D'où est venue l'envie de ressortir quelque chose de personnel?
Parce que j'ai beaucoup travaillé pour les autres. D'ailleurs, de nombreux artistes avec qui j'ai collaboré sont sur l'album. Pour moi, c'est plus facile de bosser pour d'autres: je suis celui qui a le recul et qui peut avoir un avis extérieur.
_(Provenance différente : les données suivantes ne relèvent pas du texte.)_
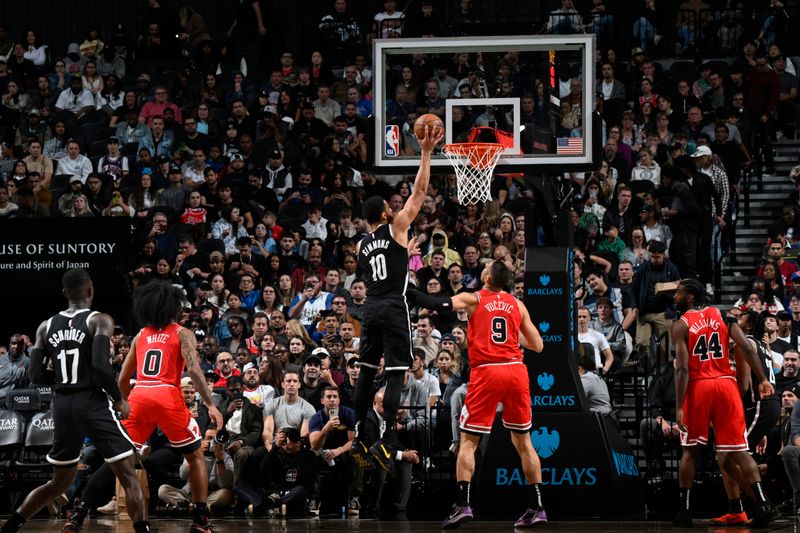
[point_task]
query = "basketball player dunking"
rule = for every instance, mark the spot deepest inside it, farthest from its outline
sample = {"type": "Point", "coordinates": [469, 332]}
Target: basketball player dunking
{"type": "Point", "coordinates": [498, 375]}
{"type": "Point", "coordinates": [386, 329]}
{"type": "Point", "coordinates": [707, 392]}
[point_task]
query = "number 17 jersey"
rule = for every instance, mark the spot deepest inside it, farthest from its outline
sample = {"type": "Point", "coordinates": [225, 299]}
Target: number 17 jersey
{"type": "Point", "coordinates": [709, 356]}
{"type": "Point", "coordinates": [158, 356]}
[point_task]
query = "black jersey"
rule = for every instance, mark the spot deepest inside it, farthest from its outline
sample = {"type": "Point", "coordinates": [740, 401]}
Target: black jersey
{"type": "Point", "coordinates": [69, 345]}
{"type": "Point", "coordinates": [383, 263]}
{"type": "Point", "coordinates": [764, 355]}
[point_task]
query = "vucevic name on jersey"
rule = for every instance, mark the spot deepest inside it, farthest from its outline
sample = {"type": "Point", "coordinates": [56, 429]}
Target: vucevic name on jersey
{"type": "Point", "coordinates": [383, 263]}
{"type": "Point", "coordinates": [69, 346]}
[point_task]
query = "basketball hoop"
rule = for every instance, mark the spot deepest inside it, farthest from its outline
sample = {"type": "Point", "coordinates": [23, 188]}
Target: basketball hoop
{"type": "Point", "coordinates": [474, 164]}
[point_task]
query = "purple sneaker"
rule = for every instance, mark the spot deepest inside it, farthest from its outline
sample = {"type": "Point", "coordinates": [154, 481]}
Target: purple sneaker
{"type": "Point", "coordinates": [457, 516]}
{"type": "Point", "coordinates": [531, 518]}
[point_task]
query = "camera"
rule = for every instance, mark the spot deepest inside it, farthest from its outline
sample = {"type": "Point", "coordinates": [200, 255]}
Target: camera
{"type": "Point", "coordinates": [222, 436]}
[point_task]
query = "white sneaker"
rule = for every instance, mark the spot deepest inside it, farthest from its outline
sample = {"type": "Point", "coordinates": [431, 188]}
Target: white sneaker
{"type": "Point", "coordinates": [110, 508]}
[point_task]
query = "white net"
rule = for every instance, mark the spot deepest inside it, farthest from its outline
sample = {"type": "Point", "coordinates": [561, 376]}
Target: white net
{"type": "Point", "coordinates": [474, 164]}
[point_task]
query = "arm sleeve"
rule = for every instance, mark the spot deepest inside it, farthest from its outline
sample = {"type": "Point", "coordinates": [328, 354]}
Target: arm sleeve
{"type": "Point", "coordinates": [102, 367]}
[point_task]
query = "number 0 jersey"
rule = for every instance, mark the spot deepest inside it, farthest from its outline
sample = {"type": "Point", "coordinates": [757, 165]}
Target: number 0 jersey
{"type": "Point", "coordinates": [158, 356]}
{"type": "Point", "coordinates": [383, 263]}
{"type": "Point", "coordinates": [69, 345]}
{"type": "Point", "coordinates": [708, 344]}
{"type": "Point", "coordinates": [493, 332]}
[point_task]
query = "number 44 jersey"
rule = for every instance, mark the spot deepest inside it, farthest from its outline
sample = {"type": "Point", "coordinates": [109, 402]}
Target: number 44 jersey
{"type": "Point", "coordinates": [709, 356]}
{"type": "Point", "coordinates": [158, 356]}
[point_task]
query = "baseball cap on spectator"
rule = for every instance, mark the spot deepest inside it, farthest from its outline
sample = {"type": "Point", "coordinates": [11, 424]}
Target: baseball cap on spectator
{"type": "Point", "coordinates": [701, 151]}
{"type": "Point", "coordinates": [291, 434]}
{"type": "Point", "coordinates": [313, 356]}
{"type": "Point", "coordinates": [656, 247]}
{"type": "Point", "coordinates": [320, 353]}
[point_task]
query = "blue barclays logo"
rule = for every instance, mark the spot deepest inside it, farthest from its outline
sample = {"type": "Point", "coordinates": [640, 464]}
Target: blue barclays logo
{"type": "Point", "coordinates": [545, 381]}
{"type": "Point", "coordinates": [584, 476]}
{"type": "Point", "coordinates": [625, 464]}
{"type": "Point", "coordinates": [545, 441]}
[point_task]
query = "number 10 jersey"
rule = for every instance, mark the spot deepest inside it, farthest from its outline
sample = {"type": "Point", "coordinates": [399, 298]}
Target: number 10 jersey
{"type": "Point", "coordinates": [709, 355]}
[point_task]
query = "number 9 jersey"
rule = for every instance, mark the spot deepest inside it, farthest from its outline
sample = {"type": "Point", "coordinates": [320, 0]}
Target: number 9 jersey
{"type": "Point", "coordinates": [493, 332]}
{"type": "Point", "coordinates": [709, 356]}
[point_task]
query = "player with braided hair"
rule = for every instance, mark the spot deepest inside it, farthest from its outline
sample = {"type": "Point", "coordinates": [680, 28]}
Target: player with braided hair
{"type": "Point", "coordinates": [707, 392]}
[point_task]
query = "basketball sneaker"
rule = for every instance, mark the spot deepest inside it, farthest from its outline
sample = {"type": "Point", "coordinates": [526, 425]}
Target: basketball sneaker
{"type": "Point", "coordinates": [730, 519]}
{"type": "Point", "coordinates": [457, 516]}
{"type": "Point", "coordinates": [361, 455]}
{"type": "Point", "coordinates": [383, 455]}
{"type": "Point", "coordinates": [766, 513]}
{"type": "Point", "coordinates": [531, 518]}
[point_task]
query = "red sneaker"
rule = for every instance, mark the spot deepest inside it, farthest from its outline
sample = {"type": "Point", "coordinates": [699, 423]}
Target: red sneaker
{"type": "Point", "coordinates": [731, 519]}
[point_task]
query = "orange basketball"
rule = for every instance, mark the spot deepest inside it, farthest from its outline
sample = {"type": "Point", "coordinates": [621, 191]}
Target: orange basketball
{"type": "Point", "coordinates": [428, 119]}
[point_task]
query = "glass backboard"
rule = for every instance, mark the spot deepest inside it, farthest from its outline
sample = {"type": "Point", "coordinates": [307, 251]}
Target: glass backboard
{"type": "Point", "coordinates": [530, 89]}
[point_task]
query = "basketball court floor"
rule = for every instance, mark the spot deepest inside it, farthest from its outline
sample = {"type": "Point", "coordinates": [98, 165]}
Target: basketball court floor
{"type": "Point", "coordinates": [356, 525]}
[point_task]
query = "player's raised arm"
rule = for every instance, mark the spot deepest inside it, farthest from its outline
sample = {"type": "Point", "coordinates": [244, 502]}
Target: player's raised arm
{"type": "Point", "coordinates": [533, 340]}
{"type": "Point", "coordinates": [128, 368]}
{"type": "Point", "coordinates": [404, 217]}
{"type": "Point", "coordinates": [102, 326]}
{"type": "Point", "coordinates": [38, 372]}
{"type": "Point", "coordinates": [190, 357]}
{"type": "Point", "coordinates": [741, 340]}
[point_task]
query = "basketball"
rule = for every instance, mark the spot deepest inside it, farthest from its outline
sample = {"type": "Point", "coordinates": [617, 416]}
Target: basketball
{"type": "Point", "coordinates": [428, 119]}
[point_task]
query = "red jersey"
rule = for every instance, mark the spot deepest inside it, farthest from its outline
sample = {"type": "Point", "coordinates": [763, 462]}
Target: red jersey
{"type": "Point", "coordinates": [708, 345]}
{"type": "Point", "coordinates": [158, 356]}
{"type": "Point", "coordinates": [493, 332]}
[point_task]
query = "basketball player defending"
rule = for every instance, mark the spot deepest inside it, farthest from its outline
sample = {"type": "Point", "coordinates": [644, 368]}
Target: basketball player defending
{"type": "Point", "coordinates": [707, 392]}
{"type": "Point", "coordinates": [76, 343]}
{"type": "Point", "coordinates": [158, 354]}
{"type": "Point", "coordinates": [498, 375]}
{"type": "Point", "coordinates": [386, 329]}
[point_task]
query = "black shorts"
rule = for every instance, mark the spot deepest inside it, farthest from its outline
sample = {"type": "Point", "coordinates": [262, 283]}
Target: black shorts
{"type": "Point", "coordinates": [386, 331]}
{"type": "Point", "coordinates": [86, 413]}
{"type": "Point", "coordinates": [759, 420]}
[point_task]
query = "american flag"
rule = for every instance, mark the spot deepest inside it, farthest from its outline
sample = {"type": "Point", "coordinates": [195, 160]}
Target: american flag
{"type": "Point", "coordinates": [569, 146]}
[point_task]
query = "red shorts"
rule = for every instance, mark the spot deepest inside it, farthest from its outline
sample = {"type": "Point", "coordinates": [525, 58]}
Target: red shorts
{"type": "Point", "coordinates": [160, 406]}
{"type": "Point", "coordinates": [714, 401]}
{"type": "Point", "coordinates": [491, 384]}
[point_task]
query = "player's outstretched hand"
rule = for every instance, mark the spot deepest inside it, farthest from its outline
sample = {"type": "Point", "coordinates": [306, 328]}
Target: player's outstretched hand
{"type": "Point", "coordinates": [124, 409]}
{"type": "Point", "coordinates": [216, 416]}
{"type": "Point", "coordinates": [679, 419]}
{"type": "Point", "coordinates": [765, 389]}
{"type": "Point", "coordinates": [433, 136]}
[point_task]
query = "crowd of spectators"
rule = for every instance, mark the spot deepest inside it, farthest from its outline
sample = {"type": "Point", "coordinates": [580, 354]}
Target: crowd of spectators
{"type": "Point", "coordinates": [247, 194]}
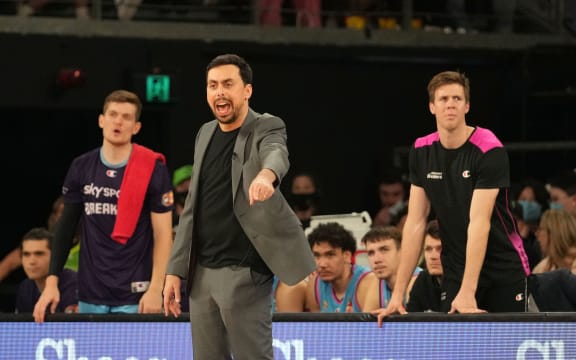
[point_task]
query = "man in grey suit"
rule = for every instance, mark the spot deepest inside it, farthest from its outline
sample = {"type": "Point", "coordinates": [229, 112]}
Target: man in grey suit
{"type": "Point", "coordinates": [236, 229]}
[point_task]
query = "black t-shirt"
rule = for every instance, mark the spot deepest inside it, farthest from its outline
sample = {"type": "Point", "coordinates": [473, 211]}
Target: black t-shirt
{"type": "Point", "coordinates": [449, 178]}
{"type": "Point", "coordinates": [222, 241]}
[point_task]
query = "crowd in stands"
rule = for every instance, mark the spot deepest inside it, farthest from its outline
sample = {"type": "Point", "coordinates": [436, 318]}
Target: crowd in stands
{"type": "Point", "coordinates": [448, 16]}
{"type": "Point", "coordinates": [545, 213]}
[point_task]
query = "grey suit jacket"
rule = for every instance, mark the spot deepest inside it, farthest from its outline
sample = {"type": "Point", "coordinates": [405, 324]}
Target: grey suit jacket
{"type": "Point", "coordinates": [271, 226]}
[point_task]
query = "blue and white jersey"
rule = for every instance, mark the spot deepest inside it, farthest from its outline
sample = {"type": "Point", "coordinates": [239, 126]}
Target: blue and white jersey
{"type": "Point", "coordinates": [328, 300]}
{"type": "Point", "coordinates": [110, 273]}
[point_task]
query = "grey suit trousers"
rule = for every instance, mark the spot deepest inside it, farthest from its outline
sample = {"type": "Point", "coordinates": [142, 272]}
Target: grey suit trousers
{"type": "Point", "coordinates": [231, 314]}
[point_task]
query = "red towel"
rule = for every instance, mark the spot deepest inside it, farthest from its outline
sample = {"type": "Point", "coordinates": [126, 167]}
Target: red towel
{"type": "Point", "coordinates": [133, 191]}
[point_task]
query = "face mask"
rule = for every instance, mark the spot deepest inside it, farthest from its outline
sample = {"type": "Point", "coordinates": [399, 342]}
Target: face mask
{"type": "Point", "coordinates": [531, 211]}
{"type": "Point", "coordinates": [556, 206]}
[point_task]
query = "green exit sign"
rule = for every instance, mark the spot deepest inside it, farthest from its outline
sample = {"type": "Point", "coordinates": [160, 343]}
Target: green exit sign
{"type": "Point", "coordinates": [158, 88]}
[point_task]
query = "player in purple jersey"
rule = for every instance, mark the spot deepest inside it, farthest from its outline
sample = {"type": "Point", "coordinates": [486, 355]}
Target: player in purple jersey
{"type": "Point", "coordinates": [462, 173]}
{"type": "Point", "coordinates": [122, 194]}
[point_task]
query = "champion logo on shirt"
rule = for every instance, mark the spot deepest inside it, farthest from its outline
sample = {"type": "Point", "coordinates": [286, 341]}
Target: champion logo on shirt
{"type": "Point", "coordinates": [436, 175]}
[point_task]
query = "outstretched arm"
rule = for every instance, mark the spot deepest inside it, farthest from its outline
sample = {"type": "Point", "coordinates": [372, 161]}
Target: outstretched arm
{"type": "Point", "coordinates": [481, 208]}
{"type": "Point", "coordinates": [412, 239]}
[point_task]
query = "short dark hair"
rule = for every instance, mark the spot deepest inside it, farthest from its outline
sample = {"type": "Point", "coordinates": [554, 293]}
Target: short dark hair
{"type": "Point", "coordinates": [447, 78]}
{"type": "Point", "coordinates": [123, 96]}
{"type": "Point", "coordinates": [378, 233]}
{"type": "Point", "coordinates": [335, 234]}
{"type": "Point", "coordinates": [38, 233]}
{"type": "Point", "coordinates": [232, 59]}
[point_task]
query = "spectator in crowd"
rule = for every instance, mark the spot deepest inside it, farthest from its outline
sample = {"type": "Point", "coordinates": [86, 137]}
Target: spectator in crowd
{"type": "Point", "coordinates": [392, 196]}
{"type": "Point", "coordinates": [525, 229]}
{"type": "Point", "coordinates": [462, 172]}
{"type": "Point", "coordinates": [530, 201]}
{"type": "Point", "coordinates": [383, 248]}
{"type": "Point", "coordinates": [562, 189]}
{"type": "Point", "coordinates": [35, 248]}
{"type": "Point", "coordinates": [11, 271]}
{"type": "Point", "coordinates": [337, 285]}
{"type": "Point", "coordinates": [122, 193]}
{"type": "Point", "coordinates": [426, 292]}
{"type": "Point", "coordinates": [237, 229]}
{"type": "Point", "coordinates": [553, 290]}
{"type": "Point", "coordinates": [557, 237]}
{"type": "Point", "coordinates": [304, 197]}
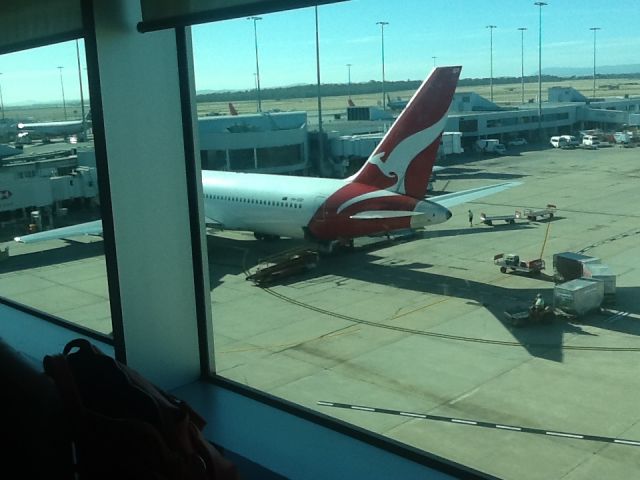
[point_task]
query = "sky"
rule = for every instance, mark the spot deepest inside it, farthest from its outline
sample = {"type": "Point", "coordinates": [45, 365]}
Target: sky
{"type": "Point", "coordinates": [453, 31]}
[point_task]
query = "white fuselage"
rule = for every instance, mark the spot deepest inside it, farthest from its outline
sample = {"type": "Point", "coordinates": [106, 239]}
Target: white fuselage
{"type": "Point", "coordinates": [270, 204]}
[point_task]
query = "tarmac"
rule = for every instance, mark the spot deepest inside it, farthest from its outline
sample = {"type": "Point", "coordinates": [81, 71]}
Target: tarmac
{"type": "Point", "coordinates": [412, 331]}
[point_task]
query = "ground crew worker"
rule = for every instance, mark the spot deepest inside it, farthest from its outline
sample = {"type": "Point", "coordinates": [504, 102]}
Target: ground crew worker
{"type": "Point", "coordinates": [539, 303]}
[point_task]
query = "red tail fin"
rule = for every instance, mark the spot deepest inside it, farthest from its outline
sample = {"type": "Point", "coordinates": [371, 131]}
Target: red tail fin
{"type": "Point", "coordinates": [403, 160]}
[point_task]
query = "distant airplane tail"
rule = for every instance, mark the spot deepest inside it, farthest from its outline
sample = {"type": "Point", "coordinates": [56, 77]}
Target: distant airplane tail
{"type": "Point", "coordinates": [403, 161]}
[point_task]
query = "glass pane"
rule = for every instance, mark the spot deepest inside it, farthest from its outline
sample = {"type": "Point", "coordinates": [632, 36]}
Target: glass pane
{"type": "Point", "coordinates": [406, 313]}
{"type": "Point", "coordinates": [49, 196]}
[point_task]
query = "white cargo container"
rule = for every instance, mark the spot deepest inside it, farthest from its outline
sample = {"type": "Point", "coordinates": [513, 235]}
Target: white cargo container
{"type": "Point", "coordinates": [602, 272]}
{"type": "Point", "coordinates": [579, 296]}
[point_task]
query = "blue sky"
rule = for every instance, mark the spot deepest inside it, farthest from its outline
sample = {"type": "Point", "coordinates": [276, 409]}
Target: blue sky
{"type": "Point", "coordinates": [454, 31]}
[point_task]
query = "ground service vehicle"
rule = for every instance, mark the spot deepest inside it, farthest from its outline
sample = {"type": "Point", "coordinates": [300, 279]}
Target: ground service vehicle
{"type": "Point", "coordinates": [510, 262]}
{"type": "Point", "coordinates": [490, 145]}
{"type": "Point", "coordinates": [558, 141]}
{"type": "Point", "coordinates": [533, 214]}
{"type": "Point", "coordinates": [517, 142]}
{"type": "Point", "coordinates": [590, 141]}
{"type": "Point", "coordinates": [570, 265]}
{"type": "Point", "coordinates": [489, 219]}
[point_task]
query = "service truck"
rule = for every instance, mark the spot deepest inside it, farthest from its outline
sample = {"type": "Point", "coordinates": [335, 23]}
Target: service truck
{"type": "Point", "coordinates": [490, 145]}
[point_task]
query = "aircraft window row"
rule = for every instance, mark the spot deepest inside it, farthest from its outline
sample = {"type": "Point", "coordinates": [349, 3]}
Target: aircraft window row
{"type": "Point", "coordinates": [269, 203]}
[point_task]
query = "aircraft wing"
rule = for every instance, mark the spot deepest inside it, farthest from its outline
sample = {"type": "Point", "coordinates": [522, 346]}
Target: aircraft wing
{"type": "Point", "coordinates": [380, 214]}
{"type": "Point", "coordinates": [88, 228]}
{"type": "Point", "coordinates": [452, 199]}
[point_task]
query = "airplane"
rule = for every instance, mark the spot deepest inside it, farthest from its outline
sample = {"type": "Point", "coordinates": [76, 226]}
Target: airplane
{"type": "Point", "coordinates": [49, 130]}
{"type": "Point", "coordinates": [387, 194]}
{"type": "Point", "coordinates": [397, 104]}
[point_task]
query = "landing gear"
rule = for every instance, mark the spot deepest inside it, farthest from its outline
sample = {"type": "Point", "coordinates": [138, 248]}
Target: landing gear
{"type": "Point", "coordinates": [265, 236]}
{"type": "Point", "coordinates": [336, 246]}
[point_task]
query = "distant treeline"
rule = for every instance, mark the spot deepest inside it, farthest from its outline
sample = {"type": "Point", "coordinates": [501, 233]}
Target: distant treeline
{"type": "Point", "coordinates": [373, 86]}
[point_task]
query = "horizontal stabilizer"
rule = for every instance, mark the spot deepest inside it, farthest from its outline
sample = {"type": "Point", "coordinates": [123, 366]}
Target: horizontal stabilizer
{"type": "Point", "coordinates": [382, 214]}
{"type": "Point", "coordinates": [88, 228]}
{"type": "Point", "coordinates": [456, 198]}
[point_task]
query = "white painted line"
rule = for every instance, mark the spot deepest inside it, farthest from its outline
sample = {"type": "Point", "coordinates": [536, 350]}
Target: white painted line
{"type": "Point", "coordinates": [506, 427]}
{"type": "Point", "coordinates": [407, 414]}
{"type": "Point", "coordinates": [569, 435]}
{"type": "Point", "coordinates": [462, 397]}
{"type": "Point", "coordinates": [627, 442]}
{"type": "Point", "coordinates": [464, 421]}
{"type": "Point", "coordinates": [366, 409]}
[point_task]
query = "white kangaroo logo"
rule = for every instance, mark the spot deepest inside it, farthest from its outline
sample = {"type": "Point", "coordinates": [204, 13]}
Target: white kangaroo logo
{"type": "Point", "coordinates": [401, 157]}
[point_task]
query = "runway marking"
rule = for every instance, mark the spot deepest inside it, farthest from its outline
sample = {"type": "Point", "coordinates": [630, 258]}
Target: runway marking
{"type": "Point", "coordinates": [462, 397]}
{"type": "Point", "coordinates": [478, 423]}
{"type": "Point", "coordinates": [446, 336]}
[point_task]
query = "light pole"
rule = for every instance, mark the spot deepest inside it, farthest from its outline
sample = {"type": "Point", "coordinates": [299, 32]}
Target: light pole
{"type": "Point", "coordinates": [64, 104]}
{"type": "Point", "coordinates": [384, 101]}
{"type": "Point", "coordinates": [320, 134]}
{"type": "Point", "coordinates": [540, 5]}
{"type": "Point", "coordinates": [84, 131]}
{"type": "Point", "coordinates": [595, 29]}
{"type": "Point", "coordinates": [522, 29]}
{"type": "Point", "coordinates": [255, 36]}
{"type": "Point", "coordinates": [491, 27]}
{"type": "Point", "coordinates": [1, 102]}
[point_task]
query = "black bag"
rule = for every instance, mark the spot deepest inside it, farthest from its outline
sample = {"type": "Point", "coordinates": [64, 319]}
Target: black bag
{"type": "Point", "coordinates": [125, 427]}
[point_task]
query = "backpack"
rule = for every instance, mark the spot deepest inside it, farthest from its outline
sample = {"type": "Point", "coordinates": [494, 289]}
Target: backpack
{"type": "Point", "coordinates": [122, 426]}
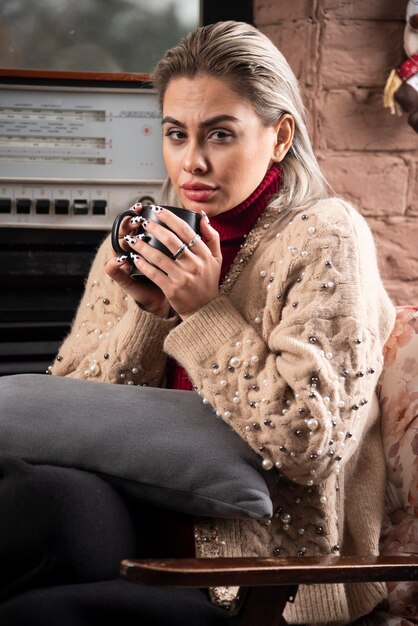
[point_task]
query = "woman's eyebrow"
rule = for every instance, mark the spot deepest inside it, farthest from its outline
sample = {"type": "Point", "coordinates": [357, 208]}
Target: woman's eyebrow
{"type": "Point", "coordinates": [209, 122]}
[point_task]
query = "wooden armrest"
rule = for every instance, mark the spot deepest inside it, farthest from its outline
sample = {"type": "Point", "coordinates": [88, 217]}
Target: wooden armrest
{"type": "Point", "coordinates": [249, 572]}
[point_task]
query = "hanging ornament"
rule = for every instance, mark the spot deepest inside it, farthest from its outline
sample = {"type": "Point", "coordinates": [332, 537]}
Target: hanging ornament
{"type": "Point", "coordinates": [401, 89]}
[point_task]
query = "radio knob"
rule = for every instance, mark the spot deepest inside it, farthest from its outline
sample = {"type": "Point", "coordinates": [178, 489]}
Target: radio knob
{"type": "Point", "coordinates": [62, 207]}
{"type": "Point", "coordinates": [5, 205]}
{"type": "Point", "coordinates": [42, 206]}
{"type": "Point", "coordinates": [99, 207]}
{"type": "Point", "coordinates": [23, 205]}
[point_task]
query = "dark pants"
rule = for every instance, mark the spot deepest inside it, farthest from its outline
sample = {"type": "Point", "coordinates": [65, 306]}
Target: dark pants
{"type": "Point", "coordinates": [63, 533]}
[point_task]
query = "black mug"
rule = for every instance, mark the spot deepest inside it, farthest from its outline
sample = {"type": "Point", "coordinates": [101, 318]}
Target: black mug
{"type": "Point", "coordinates": [148, 212]}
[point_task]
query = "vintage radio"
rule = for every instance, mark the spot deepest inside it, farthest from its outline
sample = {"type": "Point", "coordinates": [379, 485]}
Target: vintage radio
{"type": "Point", "coordinates": [75, 150]}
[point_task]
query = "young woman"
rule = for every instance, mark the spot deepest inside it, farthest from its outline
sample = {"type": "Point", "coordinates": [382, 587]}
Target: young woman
{"type": "Point", "coordinates": [277, 316]}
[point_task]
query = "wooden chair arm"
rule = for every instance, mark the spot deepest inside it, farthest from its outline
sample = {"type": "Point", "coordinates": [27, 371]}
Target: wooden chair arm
{"type": "Point", "coordinates": [251, 572]}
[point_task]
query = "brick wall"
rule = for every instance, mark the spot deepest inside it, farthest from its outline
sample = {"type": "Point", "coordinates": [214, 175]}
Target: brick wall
{"type": "Point", "coordinates": [342, 52]}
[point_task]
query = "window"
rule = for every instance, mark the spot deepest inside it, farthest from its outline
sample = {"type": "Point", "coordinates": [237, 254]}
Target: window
{"type": "Point", "coordinates": [92, 35]}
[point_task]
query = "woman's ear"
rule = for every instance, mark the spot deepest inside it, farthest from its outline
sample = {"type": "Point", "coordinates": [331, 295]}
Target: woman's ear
{"type": "Point", "coordinates": [285, 129]}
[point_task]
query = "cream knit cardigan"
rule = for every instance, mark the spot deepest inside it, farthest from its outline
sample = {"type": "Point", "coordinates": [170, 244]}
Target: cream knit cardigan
{"type": "Point", "coordinates": [289, 355]}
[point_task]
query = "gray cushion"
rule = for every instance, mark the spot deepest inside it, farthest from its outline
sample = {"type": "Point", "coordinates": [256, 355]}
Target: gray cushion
{"type": "Point", "coordinates": [164, 446]}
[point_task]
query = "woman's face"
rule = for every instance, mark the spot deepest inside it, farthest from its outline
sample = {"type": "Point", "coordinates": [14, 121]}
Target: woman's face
{"type": "Point", "coordinates": [216, 148]}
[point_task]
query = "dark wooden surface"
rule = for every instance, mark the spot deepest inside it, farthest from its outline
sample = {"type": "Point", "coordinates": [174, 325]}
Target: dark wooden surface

«Nous Horizon» sonne très disco et soul des seventies.
C'est vrai. C'est ce qui m'a nourri et influencé quand j'ai commencé à écouter beaucoup de musique électronique, dont LCD Soundsystem, à la fin des années 1990. Il y avait à cette époque une vraie proposition musicale entre disco, rock et electro.

Il y a aussi un côté lumineux et positif. C'est juste?
Oui, c'est l'état d'esprit, de la feel good music. L'album doit procurer du plaisir. Il n'est pas introspectif. Il est tourné vers l'extérieur, vers les gens.

Vous avez de nombreux chanteurs sur ce disque. Comment allez-vous faire pour les live?
C'est bien là le problème. Je n'ai pas les moyens de Rihanna. Je ne peux donc pas inviter mes chanteurs à chacun de mes shows. La solution, même si je ne l'aime pas: passer des voix enregistrées. Il y aura toutefois toujours des musiciens avec moi. Il ne s'agit pas de faire le guignol en faisant semblant de tourner des boutons!

Deux mots sur le clip «Live Alone» tourné dans l'espace?
J'ai rencontré l'astronaute français Thomas Pesquet trois semaines avant son départ pour l'ISS. Je lui ai laissé l'album. Il m'a dit qu'éventuellement il posterait des images avec ma musique derrière. On a fait mûrir le projet de faire quelque chose de beau avec sa femme avec qui j'étais en contact. Ça a été assez compliqué à mettre en oeuvre. C'est compliqué d'utiliser les images de l'ISS. Elles sont libres de droits et ne peuvent pas être commercialisées ni monétisées. On a dû avoir l'accord de l'Agence spatiale européenne et de mon label qui acceptait de libérer les droits du clip. Bon, en vérité, on s'en fout. Je suis juste super content du résultat.